Jeffrey Gray, himself, as he tells us, a veteran traveler, has produced an intriguing and highly original study on the centrality of travel in post-World War II American poetry. Travel, as Gray defines it, means disorientation and destabilization, the loss of certainty and familiarity, the condition of homelessness. From Elizabeth Bishop, for whom ‘travel’ became the condition of life, to the exilic writing of Derek Walcott, the mental travels of John Ashbery, and the conception of travel as the hunt for a new language in Lyn Hejinian's Oxota, Gray provides us with our own critical journey through the realms of late-twentieth-century poetic consciousness. Most of the poets discussed here have been written about frequently, but Gray sheds genuinely new light on the momentum of their work.

—Marjorie Perloff, author of Wittgenstein's Ladder: Poetic Language and the Strangeness of the Ordinary

Jeffrey Gray’s remarkable book, Mastery’s End, carries the reader on an exhilarating journey down many unexpected paths. As a seasoned traveler and a wise literary critic, Gray explores the creative and inventive forms in which American poets have encountered and expressed their worlds.

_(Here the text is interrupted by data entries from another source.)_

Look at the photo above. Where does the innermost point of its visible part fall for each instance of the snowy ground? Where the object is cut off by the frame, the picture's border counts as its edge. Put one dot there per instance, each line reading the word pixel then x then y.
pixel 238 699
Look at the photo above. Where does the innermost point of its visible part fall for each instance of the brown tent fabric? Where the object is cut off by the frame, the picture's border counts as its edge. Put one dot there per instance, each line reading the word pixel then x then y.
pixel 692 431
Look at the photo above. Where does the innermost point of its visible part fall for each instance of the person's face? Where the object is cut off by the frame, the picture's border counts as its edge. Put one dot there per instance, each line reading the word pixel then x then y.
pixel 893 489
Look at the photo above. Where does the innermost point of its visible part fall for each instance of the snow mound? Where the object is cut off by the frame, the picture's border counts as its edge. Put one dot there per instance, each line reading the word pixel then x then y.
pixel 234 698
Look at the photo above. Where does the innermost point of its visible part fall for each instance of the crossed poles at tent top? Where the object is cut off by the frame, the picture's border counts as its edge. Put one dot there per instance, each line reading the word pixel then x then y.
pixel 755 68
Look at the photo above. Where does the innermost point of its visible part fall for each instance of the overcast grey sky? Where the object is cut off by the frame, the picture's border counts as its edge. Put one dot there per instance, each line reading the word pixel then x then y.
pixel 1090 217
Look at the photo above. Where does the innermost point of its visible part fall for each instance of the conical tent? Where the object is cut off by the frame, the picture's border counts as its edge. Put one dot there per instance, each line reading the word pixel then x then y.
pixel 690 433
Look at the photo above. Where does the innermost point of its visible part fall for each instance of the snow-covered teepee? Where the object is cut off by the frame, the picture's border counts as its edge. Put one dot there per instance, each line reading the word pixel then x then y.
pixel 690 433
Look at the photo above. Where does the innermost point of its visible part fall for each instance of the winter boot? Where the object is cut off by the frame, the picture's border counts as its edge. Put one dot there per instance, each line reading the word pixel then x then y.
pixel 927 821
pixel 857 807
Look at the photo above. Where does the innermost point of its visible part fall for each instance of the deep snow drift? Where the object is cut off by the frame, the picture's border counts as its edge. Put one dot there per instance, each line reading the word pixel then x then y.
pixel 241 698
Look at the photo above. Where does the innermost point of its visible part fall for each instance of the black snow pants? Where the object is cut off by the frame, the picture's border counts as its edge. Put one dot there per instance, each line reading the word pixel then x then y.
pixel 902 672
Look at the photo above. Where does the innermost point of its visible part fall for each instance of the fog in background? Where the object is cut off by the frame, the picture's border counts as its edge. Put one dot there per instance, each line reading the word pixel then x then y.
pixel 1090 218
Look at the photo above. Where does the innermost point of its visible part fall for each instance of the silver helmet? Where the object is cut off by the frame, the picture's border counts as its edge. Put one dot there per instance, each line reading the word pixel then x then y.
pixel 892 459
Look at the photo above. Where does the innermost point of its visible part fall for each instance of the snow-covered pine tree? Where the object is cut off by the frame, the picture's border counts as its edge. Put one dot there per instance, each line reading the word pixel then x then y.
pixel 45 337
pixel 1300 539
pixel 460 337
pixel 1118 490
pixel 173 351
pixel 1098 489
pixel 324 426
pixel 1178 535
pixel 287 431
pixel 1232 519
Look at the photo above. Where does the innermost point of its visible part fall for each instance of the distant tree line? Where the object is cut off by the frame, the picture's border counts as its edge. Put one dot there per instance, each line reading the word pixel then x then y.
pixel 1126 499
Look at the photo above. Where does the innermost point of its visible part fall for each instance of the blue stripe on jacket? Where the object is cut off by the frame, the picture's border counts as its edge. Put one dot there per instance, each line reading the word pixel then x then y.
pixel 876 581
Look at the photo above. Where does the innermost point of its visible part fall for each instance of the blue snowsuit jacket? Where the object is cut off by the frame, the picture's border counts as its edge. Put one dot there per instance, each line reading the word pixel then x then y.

From Bishop’s Ouro Preto and Lowell’s 'mud smooth path' to Walcott’s 'Tropic Zone' and Ashbery’s 'sun-blackened landscape,' Gray reveals the dazzling variety and complexity of contemporary lyrics that express the fears, uncertainty, nostalgia, longing, and pleasures of perceiving the familiar, the new, the foreign, the unknown.

—Emory Elliott, University of California, Riverside

This volume allows the reader to meet these familiar poets on new ground, to hear texts in voices at once familiar and new.

Choice

Through Gray’s original and revealing readings of poems concerning travel, one learns much about the state of postmodernity.

Midwest Book Review

The close readings in Mastery’s End are so smart and so generous that one finishes the book hoping that Gray turns next to an even wider-ranging study of contemporary poetry.

American Literature

About the Author/Editor

JEFFREY GRAY is an associate professor of English at Seton Hall University.